“I wish that all men were as I am. But each man has his own gift from God; one has this gift, another has that.” - 1 Corinthians 7:7
It is clear from Scripture that each married Christian should look at his or her spouse as a gift from God, to be received and cherished as a precious blessing from a loving heavenly Father. Jesus said plainly that marriages are made at the initiative of our heavenly Father when He said, “What God has joined together, let man not separate” (Matt. 19:6). What is not so clear to us is that singleness in the will of God is also a gift from God, with certain advantages and blessings of its own. Now, to be sure, I am not speaking of the singleness that results from unfaithfulness to a marriage covenant, as the verse just cited should make abundantly clear. But rather to those who have never married, or to those who are single because God has taken that spouse out of the world. In 1 Corinthians 7, Paul advocates the blessings of that “gift of singleness.”
Paul’s main idea in 1 Corinthians 7 is that singleness frees people from worldly concerns so that they can give more time in open service to the Lord: “Those who marry will face many troubles in this life, and I want to spare you this” (vs. 28). “I would like you to be free from concern.
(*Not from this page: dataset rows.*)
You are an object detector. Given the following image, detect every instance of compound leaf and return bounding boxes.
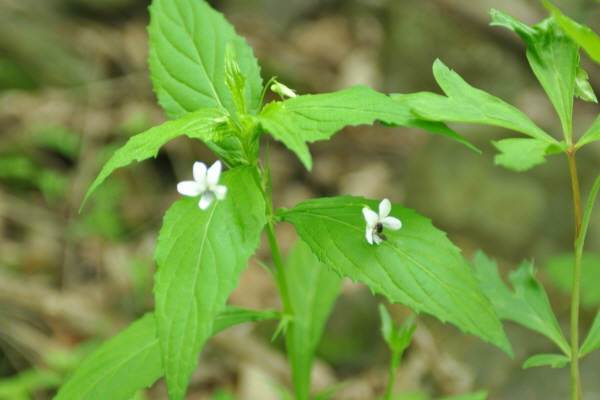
[474,252,571,356]
[492,138,549,171]
[544,0,600,63]
[392,60,557,144]
[490,10,579,141]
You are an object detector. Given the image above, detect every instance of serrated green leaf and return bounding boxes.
[577,115,600,147]
[474,252,571,356]
[523,354,571,369]
[544,0,600,63]
[392,60,556,143]
[212,306,281,335]
[579,311,600,358]
[492,138,549,171]
[225,44,248,115]
[148,0,262,119]
[575,68,598,103]
[258,86,477,170]
[54,306,280,400]
[81,108,233,207]
[154,167,265,400]
[277,196,512,355]
[285,241,342,399]
[54,313,163,400]
[490,10,579,141]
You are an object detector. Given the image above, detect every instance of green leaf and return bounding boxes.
[154,167,265,400]
[81,108,232,207]
[285,241,342,399]
[492,139,549,171]
[575,68,598,103]
[258,86,476,170]
[148,0,262,119]
[523,354,571,369]
[211,306,282,336]
[54,313,163,400]
[474,252,571,356]
[54,306,280,400]
[379,303,417,354]
[490,10,579,141]
[577,115,600,147]
[579,311,600,358]
[544,0,600,63]
[225,43,248,115]
[277,196,512,354]
[392,60,557,143]
[546,252,600,307]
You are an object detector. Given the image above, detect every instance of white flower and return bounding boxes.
[363,199,402,244]
[177,160,227,210]
[271,81,296,97]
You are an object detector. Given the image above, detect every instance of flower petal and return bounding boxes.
[363,207,379,229]
[212,185,227,200]
[192,161,211,186]
[198,192,215,210]
[177,181,204,197]
[379,199,392,218]
[373,235,383,244]
[365,226,373,244]
[206,160,222,190]
[381,217,402,231]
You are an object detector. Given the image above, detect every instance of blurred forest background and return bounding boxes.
[0,0,600,400]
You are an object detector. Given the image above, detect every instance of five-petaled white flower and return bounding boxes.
[177,160,227,210]
[271,81,297,97]
[363,199,402,244]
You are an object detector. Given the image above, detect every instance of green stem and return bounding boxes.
[567,149,583,400]
[384,350,402,400]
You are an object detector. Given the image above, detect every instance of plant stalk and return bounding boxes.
[567,148,583,400]
[384,350,402,400]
An unmarried man is concerned about the Lord’s affairs—how he can please the Lord. But a married man is concerned about the affairs of this world—how he can please his wife, and his interests are divided. An unmarried woman or virgin is concerned about the Lord’s affairs: Her aim is to be devoted to the Lord in both body and spirit. But a married woman is concerned about the affairs of this world—how she can please her husband” (vs. 32-34). Married life takes a great deal of time to do properly, to nurture the relationship, perhaps to train the children, to care for the loved one in body and spirit. For many Christians, this is part of God’s gift in this world. But for the godly singles, there is, according to Paul, a tremendous opportunity and freedom to serve the Lord, to “live in a right way, in undivided devotion to the Lord” (vs. 35).
Up until recently, I was praying faithfully for my children’s future spouses, that there would be godly, Spirit-filled daughters and sons matched up with each of my children. However, meditating on 1 Corinthians 7 has led me to add a prayer for God’s gift, whatever it is. Perhaps He intends that one or more of my children be single, in full-time devotion to the Lord. If so, according to Paul it would be better in terms of fruitfulness for the Lord and protection from worldly concerns and sorrows. Thus, my prayer is now: “Lord, bring to each of my children whatever gift you have in mind for them.”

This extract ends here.